Last week, we posted an article about a Pennsylvania driver who lost his CDL for life following two DUI convictions.
A driver in North Carolina was facing a similar but lighter sentence. However, in this driver’s case, the court was on his side.
In 1996, Bobby Lee McKenzie received his CDL. In 2010, while driving for a logging company, he received a DWI while driving a non-commercial vehicle. McKenzie’s blood alcohol was 0.08– the legal limit in North Carolina. He was charged with crossing the center line and received a DWI.
In accordance with North Carolina Division of Motor Vehicles ordinance General Statute 20, McKenzie had his CDL suspended for one year.

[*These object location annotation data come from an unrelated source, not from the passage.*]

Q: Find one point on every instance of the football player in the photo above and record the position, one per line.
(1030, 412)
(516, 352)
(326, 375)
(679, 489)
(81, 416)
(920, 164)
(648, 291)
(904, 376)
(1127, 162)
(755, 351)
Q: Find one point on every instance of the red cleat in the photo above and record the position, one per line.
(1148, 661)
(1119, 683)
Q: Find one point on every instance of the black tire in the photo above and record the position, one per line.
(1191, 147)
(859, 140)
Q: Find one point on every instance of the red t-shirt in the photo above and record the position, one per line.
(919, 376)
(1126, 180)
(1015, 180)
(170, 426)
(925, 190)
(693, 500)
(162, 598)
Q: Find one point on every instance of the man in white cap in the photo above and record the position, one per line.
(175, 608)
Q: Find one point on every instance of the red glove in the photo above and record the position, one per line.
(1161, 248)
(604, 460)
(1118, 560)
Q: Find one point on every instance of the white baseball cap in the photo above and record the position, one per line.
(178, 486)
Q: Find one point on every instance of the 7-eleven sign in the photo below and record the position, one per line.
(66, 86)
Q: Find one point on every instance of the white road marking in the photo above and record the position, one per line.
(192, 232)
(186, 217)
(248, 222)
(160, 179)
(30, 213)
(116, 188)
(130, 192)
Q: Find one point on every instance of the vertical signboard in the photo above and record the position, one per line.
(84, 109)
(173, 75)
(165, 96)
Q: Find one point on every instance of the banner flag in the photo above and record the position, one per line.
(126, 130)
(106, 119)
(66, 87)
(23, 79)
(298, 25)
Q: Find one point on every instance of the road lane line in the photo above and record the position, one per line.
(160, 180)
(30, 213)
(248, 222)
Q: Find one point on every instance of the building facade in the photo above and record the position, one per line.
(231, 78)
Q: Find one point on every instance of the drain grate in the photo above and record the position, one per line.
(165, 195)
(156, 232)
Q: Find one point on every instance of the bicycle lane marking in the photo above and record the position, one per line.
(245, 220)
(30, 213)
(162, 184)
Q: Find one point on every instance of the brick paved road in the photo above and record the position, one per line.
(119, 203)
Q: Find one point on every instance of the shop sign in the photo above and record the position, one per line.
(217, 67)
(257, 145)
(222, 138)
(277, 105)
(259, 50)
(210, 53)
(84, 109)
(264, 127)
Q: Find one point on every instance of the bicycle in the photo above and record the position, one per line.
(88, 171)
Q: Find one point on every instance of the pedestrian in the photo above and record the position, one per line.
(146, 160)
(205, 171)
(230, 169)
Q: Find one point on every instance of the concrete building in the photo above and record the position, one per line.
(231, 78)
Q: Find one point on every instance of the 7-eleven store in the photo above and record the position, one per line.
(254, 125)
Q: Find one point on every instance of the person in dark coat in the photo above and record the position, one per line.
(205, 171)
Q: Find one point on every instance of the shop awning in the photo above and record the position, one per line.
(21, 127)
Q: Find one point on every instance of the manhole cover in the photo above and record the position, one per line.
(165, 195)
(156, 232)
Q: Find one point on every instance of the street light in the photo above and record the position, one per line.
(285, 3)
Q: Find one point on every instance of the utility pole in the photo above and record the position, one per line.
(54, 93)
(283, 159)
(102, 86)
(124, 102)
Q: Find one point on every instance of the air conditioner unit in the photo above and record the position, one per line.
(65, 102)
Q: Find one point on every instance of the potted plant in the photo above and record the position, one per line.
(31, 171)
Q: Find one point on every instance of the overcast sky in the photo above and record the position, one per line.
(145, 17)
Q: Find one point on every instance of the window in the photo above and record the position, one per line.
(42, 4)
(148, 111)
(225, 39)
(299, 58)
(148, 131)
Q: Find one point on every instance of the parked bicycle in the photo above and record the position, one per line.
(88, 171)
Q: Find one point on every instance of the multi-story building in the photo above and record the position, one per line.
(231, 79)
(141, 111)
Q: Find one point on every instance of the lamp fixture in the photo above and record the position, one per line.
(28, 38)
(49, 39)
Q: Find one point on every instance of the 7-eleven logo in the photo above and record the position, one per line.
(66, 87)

McKenzie was relieved of his job as a driver and had to take a job as a logger for half the pay.
In August 2011, McKenzie filed a motion to have his DWI charge dismissed.
A month later, a North Carolina District Court granted McKenzie’s motion for dismissal.
Then, in March, a Superior Court judge reversed the dismissal and reinstated the DWI charge.
McKenzie filed an appeal.
“The Appeals Court reversed the Superior Court’s decision in a majority opinion penned by Judge Robert N. Hunter Jr. with Judge Ann Marie Calabria concurring. In the dissenting opinion, Judge Robert C. Hunter concluded that McKenzie’s CDL revocation didn’t constitute criminal punishment, so the DWI prosecution didn’t amount to double jeopardy,” JD News reported.
“The court found that the one-year disqualification of a CDL under this statute is so punitive it becomes a criminal punishment, subjecting the defendant to double jeopardy,” said District Attorney Ernie Lee. “The practical result of this ruling is that the defendant cannot face prosecution for the driving while impaired offense if his or her CDL is disqualified due to the pending DWI.”
According to JD News, the ruling will not affect current DWI cases, and McKenzie’s fight may be far from over. Because the Appeals Court ruling was split, the case may now move back to the state’s Supreme Court.